Vor der Trump-Vereidigung:Außer Kontrolle

Eine Blockade mutiger Wahlmänner ist bei der Abstimmung am Montag unwahrscheinlich, dies weist auf die mangelnde Krisenfestigkeit der Checks and Balances hin. Können die USA einem Autokraten wirklich standhalten?

Von Eva Marlene Hausteiner

Am 20. Januar wird Donald Trump der 45. amerikanische Präsident. Die Hoffnungen auf Rettung - Neuauszählung, Strafprozesse, ein Aufstand der Anständigen unter den Republikanern - haben sich nicht erfüllt. Dennoch, so behaupten kühle Köpfe diesseits des Atlantiks, werden die USA nicht untergehen. Häufig führen diese Beobachter das Prinzip der Checks and Balances ins Feld: ein ausgeklügeltes System nicht nur der Teilung der politischen Gewalten, wie sie Montesquieu erdacht hat, sondern ihrer Verschränkung und gegenseitigen Kontrolle.

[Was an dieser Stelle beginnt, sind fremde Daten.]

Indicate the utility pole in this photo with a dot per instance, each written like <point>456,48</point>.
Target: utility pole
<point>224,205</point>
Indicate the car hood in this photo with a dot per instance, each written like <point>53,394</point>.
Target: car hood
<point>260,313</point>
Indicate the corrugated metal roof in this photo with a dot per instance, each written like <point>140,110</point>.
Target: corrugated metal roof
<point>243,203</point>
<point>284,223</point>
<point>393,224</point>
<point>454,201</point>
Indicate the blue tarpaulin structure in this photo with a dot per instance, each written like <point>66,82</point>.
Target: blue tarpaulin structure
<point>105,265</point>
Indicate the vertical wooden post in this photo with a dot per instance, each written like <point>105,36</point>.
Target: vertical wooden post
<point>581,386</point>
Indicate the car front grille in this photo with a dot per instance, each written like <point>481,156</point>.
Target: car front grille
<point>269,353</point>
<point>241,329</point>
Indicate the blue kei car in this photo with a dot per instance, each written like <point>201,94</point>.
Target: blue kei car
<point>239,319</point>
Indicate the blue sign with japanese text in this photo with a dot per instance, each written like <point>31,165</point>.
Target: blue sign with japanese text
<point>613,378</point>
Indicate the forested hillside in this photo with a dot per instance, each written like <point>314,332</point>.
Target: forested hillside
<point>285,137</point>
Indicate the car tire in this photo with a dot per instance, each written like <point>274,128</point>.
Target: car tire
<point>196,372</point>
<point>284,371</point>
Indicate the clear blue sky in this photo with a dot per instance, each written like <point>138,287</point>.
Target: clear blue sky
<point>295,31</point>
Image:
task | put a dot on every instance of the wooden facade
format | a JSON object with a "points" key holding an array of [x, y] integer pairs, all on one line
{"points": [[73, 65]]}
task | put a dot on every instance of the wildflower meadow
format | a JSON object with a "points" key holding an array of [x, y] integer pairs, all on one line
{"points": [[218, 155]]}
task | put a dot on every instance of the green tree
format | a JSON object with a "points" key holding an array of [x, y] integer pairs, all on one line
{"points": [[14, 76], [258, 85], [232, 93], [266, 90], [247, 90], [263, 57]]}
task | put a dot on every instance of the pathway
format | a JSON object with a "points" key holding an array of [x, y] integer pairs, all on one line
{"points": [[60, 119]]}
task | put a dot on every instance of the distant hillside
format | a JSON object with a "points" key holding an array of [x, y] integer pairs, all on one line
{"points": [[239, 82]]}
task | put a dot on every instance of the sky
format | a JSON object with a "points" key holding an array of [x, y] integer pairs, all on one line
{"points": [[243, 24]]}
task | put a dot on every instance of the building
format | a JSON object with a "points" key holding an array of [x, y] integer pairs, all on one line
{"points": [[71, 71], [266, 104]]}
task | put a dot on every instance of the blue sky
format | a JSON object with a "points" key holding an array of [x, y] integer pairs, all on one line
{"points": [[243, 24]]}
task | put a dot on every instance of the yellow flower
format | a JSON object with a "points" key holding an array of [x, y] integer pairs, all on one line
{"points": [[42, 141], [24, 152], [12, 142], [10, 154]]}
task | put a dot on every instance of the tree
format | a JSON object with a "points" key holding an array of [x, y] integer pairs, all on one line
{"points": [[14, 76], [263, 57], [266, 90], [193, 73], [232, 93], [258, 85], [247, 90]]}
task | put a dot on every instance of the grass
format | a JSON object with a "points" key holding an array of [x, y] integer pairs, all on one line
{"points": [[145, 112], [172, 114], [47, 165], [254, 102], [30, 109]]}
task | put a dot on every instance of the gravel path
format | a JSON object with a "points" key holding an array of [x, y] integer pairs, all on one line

Kein Verfassungsorgan kann die übrigen nach seinem Willen dirigieren. Im Gegenteil: Der Präsident ist ohne die Legislative gelähmt und ihr - erinnert sei an das Amtsenthebungsverfahren gegen Bill Clinton - letztlich mit Amt und Würden ausgeliefert. Über allem thront zudem der seinerseits von Präsident und Senat abgesegnete Supreme Court als Hüter der Verfassung. Überdies soll zusätzlich zur horizontalen Machtkontrolle auch die vertikale Machtteilung zwischen Bundes- und Länderebene verhindern, dass alle Gewalt in eine Hand fällt. Welches System wäre also immuner gegen einen Angriff eines Möchtegern- Autokraten als die USA, ausgestattet mit der ältesten, bewährtesten, kongenialsten Verfassung der Welt? Werden wir demnächst einen Triumph konstitutioneller Beständigkeit erleben - den Beweis, dass eine gut verfasste Republik durchaus, frei nach Kant, von Teufeln bevölkert, ja, von ihnen regiert werden kann?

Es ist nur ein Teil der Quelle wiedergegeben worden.